Mrs. Regueiro's Plate: Basil Pesto

Friday, July 2, 2010

Basil Pesto

One of my latest and most relaxing hobbies is gardening and we've planted a medium-sized herb garden in our backyard. We planted: Basil, Oregano, Sage, Chives, Italian Parsley, Rosemary, and San Marzano Tomatoes & 2 bell pepper plants. We also have three citruses trees of Valencia Oranges, Meyer lemons and dwarf limes. Eric recently added drip irrigation system to our wonderful little garden to ensure the vitality and growth of my precious garden. I check out my garden everyday and watch the bountiful fresh herbs growing away. I recently learned from Sidewalk Shoes to harvest your basil to ensure a plentiful and bountiful batch. It will give you at least 3 good batches if you harvest it correctly.

Right now, Basil is thriving in my herb garden and I've finally harvested some basil and made a batch of pesto. I love the distinctive aroma - it's very earthy and sometimes smells like a cross of mint and anise - it's definitely unique. The wonderful thing about herbs is the more you pick them, the more they grow!
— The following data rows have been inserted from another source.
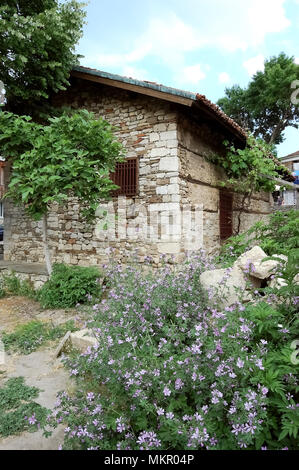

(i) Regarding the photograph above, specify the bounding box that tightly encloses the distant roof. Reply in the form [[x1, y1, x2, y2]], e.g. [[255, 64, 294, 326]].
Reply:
[[71, 65, 247, 141]]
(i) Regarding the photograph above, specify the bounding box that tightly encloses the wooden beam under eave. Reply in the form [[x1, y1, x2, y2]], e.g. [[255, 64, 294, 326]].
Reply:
[[71, 70, 194, 107]]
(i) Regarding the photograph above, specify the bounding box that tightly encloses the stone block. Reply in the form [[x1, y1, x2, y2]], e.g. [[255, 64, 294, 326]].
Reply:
[[159, 156, 179, 171]]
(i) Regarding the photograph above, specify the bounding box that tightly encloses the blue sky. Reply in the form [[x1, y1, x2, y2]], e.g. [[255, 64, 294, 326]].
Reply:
[[77, 0, 299, 156]]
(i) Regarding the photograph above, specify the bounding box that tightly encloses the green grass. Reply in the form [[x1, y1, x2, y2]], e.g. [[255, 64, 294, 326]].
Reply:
[[0, 377, 49, 437], [1, 320, 77, 354]]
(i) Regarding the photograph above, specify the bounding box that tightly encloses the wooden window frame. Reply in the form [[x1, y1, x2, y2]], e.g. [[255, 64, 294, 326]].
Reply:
[[110, 157, 139, 198], [219, 189, 234, 242]]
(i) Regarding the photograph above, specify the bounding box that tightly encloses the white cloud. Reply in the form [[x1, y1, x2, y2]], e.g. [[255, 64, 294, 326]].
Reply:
[[121, 65, 152, 80], [218, 72, 230, 83], [243, 54, 265, 76], [178, 64, 206, 85], [80, 0, 290, 89]]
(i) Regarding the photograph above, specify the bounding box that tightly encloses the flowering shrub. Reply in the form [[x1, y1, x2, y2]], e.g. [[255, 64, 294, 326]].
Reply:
[[37, 264, 101, 308], [48, 254, 298, 450]]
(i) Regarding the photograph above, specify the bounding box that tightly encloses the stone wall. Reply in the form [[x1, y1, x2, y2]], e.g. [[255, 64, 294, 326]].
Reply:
[[178, 116, 271, 252], [4, 79, 274, 266], [4, 79, 185, 265]]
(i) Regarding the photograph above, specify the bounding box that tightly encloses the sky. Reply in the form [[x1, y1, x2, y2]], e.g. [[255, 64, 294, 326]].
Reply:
[[77, 0, 299, 156]]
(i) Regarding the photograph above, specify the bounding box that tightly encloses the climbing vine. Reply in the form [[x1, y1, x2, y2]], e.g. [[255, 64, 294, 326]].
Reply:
[[212, 136, 288, 233]]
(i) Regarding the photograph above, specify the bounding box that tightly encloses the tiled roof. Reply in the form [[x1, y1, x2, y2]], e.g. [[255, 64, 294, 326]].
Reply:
[[73, 66, 247, 140]]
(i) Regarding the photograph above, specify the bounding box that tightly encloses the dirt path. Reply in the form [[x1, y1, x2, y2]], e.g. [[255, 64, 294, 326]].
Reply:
[[0, 296, 83, 333], [0, 347, 73, 450], [0, 297, 85, 450]]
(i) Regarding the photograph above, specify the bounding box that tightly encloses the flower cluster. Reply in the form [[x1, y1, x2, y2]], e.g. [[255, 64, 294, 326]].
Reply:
[[48, 253, 294, 450]]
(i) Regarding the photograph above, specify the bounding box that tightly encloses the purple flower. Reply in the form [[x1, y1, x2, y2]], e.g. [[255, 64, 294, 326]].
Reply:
[[28, 413, 37, 424], [237, 357, 244, 369]]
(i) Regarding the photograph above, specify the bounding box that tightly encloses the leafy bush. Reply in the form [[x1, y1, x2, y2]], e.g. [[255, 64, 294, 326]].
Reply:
[[0, 377, 49, 437], [219, 209, 299, 264], [2, 272, 36, 299], [38, 264, 101, 308], [1, 320, 76, 354], [48, 255, 299, 450]]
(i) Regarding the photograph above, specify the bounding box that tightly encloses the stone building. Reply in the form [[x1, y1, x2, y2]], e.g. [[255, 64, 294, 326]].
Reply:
[[4, 66, 271, 265]]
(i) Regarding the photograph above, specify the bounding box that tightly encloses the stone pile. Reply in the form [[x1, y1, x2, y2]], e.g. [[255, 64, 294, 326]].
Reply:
[[200, 246, 292, 307]]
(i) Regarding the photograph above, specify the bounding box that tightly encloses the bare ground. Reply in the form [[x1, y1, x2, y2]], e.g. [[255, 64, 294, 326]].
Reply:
[[0, 296, 84, 450]]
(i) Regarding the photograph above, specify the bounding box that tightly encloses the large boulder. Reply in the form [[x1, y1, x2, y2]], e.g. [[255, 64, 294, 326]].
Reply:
[[234, 246, 287, 279], [70, 328, 98, 352], [200, 266, 252, 307]]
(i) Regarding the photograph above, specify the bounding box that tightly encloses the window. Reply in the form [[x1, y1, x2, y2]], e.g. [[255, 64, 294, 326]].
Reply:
[[283, 191, 296, 206], [110, 158, 138, 197], [219, 190, 233, 240], [0, 160, 5, 199]]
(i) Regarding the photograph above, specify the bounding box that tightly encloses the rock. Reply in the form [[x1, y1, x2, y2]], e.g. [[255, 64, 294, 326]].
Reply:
[[234, 246, 283, 279], [53, 331, 71, 358], [70, 328, 98, 352], [200, 266, 252, 306], [268, 277, 287, 289]]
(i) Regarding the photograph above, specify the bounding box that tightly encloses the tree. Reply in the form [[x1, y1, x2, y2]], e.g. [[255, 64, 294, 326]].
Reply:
[[210, 135, 290, 234], [217, 53, 299, 145], [0, 0, 85, 118], [0, 110, 124, 274]]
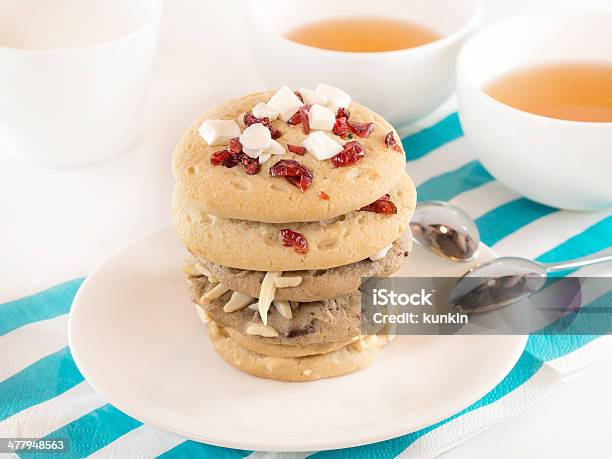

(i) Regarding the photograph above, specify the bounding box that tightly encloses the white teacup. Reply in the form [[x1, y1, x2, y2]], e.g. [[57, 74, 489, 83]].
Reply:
[[249, 0, 481, 126], [457, 12, 612, 210], [0, 0, 162, 167]]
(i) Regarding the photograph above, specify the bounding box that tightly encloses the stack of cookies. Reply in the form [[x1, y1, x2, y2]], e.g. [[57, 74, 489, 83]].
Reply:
[[173, 85, 416, 381]]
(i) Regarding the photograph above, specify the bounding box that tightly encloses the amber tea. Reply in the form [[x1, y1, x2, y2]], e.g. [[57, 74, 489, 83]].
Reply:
[[484, 63, 612, 122], [287, 18, 441, 53]]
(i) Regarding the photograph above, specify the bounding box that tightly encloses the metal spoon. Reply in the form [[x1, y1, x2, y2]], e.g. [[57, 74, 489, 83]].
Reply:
[[450, 248, 612, 313], [410, 201, 480, 261]]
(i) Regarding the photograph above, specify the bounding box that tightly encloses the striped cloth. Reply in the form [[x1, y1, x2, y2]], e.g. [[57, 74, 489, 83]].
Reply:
[[0, 102, 612, 459]]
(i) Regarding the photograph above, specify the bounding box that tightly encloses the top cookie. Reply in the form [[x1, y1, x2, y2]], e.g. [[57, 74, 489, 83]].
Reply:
[[173, 92, 406, 223]]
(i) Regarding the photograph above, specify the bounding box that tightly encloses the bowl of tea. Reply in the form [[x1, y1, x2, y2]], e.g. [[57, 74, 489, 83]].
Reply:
[[248, 0, 480, 126], [457, 12, 612, 210]]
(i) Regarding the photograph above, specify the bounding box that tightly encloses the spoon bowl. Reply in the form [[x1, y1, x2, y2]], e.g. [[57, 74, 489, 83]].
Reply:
[[410, 201, 480, 262]]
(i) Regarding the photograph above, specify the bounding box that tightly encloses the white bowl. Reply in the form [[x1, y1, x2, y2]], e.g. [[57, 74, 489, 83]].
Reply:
[[0, 0, 163, 167], [457, 12, 612, 210], [249, 0, 481, 125]]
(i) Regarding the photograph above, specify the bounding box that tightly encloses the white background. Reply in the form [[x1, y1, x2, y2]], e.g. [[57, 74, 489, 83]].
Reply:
[[0, 0, 612, 458]]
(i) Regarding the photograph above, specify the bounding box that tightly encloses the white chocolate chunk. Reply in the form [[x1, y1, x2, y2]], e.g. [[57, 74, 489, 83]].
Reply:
[[259, 150, 272, 164], [259, 271, 283, 325], [223, 292, 253, 312], [368, 244, 393, 261], [264, 139, 285, 155], [200, 284, 229, 304], [274, 300, 293, 319], [308, 104, 336, 131], [268, 86, 303, 121], [316, 84, 351, 112], [246, 324, 278, 338], [302, 131, 343, 161], [198, 120, 240, 146], [240, 123, 272, 153], [274, 276, 302, 288], [253, 102, 278, 121], [299, 88, 329, 105]]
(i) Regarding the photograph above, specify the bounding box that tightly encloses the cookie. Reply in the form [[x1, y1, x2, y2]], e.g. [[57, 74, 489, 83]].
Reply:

I've kinda neglected the "usage" of fresh herbs and need to shift our summer menus using fresh garden ingredients. So use your basil often and they’ll keep producing. If you leave them alone, they'll start producing those beautiful white flowers- which is the opposite of what you want to happen - so clip those monsters off! Make your batch of homemade pesto today. ;-)
Basil Pesto
Adapted from Barefoot Contessa Back to the Basics
1/4 cup walnuts

1/4 cup pine nuts
9 garlic cloves
5 cups of basil leaves, packed
1 1/4 cups of olive oil
3/4 cup freshly grated Parmesan cheese
1/4 cup freshly grated Gouda cheese
1 teaspoon kosher salt
1 teaspoon freshly ground black pepper

Preheat the oven for 350 degrees. Add the walnuts and pine nuts to a jelly sheet pan and toast for 10 minutes. Set aside and cool.

In a food processor, mix the walnuts, pine nuts and garlic to a paste. Add the basil leaves, salt and pepper and mix well.

Slowly add the olive oil with the food processor on. Blend until pesto is almost at a puree. Add the Parmesan cheese and mix for another minute. Make sure the pesto is mixed well and scrape down the sides if needed.

Transfer the pesto into a container and store in fridge or freezer. If storing in freezer, add a small drizzle of olive oil with a plastic wrap placed directly on top of the pesto. Let no air touch the pesto or it will turn brown. Pesto freezes well, so stock up for winter!

Yield: 4 cups
Review: Doesn't my basil plant look like the leaning tower of Pisa or something? Pesto is simple to make and a perfect compliment to any meal - try it with your sandwiches, over your favorite pasta, or drizzle it over some caprese. Basil is pretty versatile and definitely one of my favorite ingredients of summer.